Food allergies are an immediate, potentially life-threatening, reaction to foods, such as milk. Symptoms may come on very quickly, often within minutes of eating the food. Approximately 2% of the adult population (UK figures) suffer from food allergies, and reactions are usually for life. If you have food allergies, your body produces IgE antibodies. Food-specific IgG (food intolerance) reactions, meanwhile, are usually delayed and are not life-threatening, but they can make life difficult. Food intolerances are not necessarily lifelong. You can find out more on the differences between allergy and intolerance here.
In addition to milk allergy and milk intolerance, lactose intolerance can also incite further confusion.
What is the difference between a milk intolerance and lactose intolerance?
The difference between lactose and milk intolerance differs greatly. While lactose intolerance is caused by a reaction to the sugar in milk, it is NOT the same as a milk allergy or milk intolerance.
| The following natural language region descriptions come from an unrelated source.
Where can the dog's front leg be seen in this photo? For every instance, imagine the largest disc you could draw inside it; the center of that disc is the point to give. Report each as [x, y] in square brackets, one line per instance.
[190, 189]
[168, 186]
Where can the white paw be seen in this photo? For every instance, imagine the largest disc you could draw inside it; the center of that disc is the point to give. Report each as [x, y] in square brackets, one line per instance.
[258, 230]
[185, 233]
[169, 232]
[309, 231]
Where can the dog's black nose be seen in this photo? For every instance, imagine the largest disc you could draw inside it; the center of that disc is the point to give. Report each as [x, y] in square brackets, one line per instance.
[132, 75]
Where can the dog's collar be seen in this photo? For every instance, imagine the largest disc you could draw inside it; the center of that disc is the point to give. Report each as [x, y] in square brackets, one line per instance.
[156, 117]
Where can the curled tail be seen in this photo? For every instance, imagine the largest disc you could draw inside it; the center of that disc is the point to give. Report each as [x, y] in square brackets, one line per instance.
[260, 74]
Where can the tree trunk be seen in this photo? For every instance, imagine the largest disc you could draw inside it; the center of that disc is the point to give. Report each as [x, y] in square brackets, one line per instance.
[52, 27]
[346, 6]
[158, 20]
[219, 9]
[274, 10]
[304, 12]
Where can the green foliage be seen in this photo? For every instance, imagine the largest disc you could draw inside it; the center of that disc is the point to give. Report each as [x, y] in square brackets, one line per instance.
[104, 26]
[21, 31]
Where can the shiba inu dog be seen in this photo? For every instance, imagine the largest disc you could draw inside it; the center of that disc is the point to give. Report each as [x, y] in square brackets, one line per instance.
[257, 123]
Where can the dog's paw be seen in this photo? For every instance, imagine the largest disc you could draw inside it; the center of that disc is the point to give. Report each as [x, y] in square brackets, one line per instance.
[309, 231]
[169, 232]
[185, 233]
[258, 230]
Lactose intolerance is a digestive issue which is caused by an enzyme deficiency. People who suffer from lactose intolerance are unable to fully digest lactose, which is a type of sugar found in milk and dairy products. If you have a milk protein intolerance (defined by YorkTest as a food-specific IgG reaction), your body reacts negatively to the dairy protein. This means that you should look to remove all animal milks, such as cow, sheep or goat from your diet as the proteins are similar, unless they are separately tested.
Lactose intolerance can produce similar symptoms to a milk allergy and a milk intolerance; the reaction of a lactose intolerance can be delayed, similar to an IgG reaction. However, lactose intolerance is for life, similar to an allergy. If you suspect you have a lactose intolerance, please consult your GP where they may perform certain tests which could diagnose the deficiency, such as a hydrogen breath test.